Triage nurses need special skills. They have to listen intently, ask pertinent questions and observe the unspoken. They have to handle the two ambulances behind them, the sore throat in front of them, the family plan at the window checking in, the doctor on the telephone who wants to tell you about his extra-special patient and the other person at the window wanting to know "why it's taking so motherfuckin' long because they have to get back home 'cause the kids are by themselves and the ten year old's watching the baby." The Triage nurse has to know what beds are open, what's coming in, who has to go where and be ready in case somebody dumps a knifing off at the door. Triage nurses need equal measures of compassion and skepticism. A sense of humor, however warped, is a must.

The automatic double doors whooshed open on the familiar sounds of stretcher wheels on tile; the sound of ball bearings mixed with sand in the key of F-sharp.

"This is Mabel and she hasn't woken up for us yet.

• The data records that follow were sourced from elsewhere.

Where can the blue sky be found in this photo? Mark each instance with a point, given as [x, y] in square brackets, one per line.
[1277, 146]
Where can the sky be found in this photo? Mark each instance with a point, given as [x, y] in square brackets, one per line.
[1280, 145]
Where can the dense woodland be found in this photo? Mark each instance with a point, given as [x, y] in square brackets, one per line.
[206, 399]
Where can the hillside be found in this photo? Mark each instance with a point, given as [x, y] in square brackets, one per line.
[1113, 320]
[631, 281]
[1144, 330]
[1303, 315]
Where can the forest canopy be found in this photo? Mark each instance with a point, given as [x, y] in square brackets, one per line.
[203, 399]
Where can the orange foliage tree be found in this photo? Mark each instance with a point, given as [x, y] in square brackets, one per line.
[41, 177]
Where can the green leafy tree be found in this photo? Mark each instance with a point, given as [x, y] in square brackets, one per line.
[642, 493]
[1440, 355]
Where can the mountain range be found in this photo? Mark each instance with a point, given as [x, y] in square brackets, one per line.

This is only the third time we've picked her up this week."

Mabel is, indeed, a regular and has that particular cheap wine and piss smell common to bust-out drunks. It's never a good thing when the ED staff knows you on sight and Mabel was known to us all. I write the pertinents, re-do the vitals and try to wake her.

"Hey! Mabel! You in there?" A shake and shout elicits a mumble. In a few minutes, my paperwork done, I move to accompany the squad to a bed in the back.

"Room Nine for Sleeping Beauty."

But as we roll, Sleeping Mabel begins to awaken.

"Where am I? What's going on?"

"I'm sorry, Mabel, but we did everything we could." I sound sad, sincere, apologetic. "But you died and we're taking you down to the morgue now." That wakes her up.

She wails, "I don't wanna be dead!"

"I know, hon. Nobody wants to be dead, but we did everything we could. I'm sorry."

"I don't wanna be dead."

The medics keep straight faces as we roll past other rooms, patients standing in doorways, wondering when they're going to get seen and looking at the not-dead woman.

Mabel was put in the bed, examined, tucked in and went home in the morning. She spent the night sleeping it off. Sleeping, as it were, the sleep of the dead.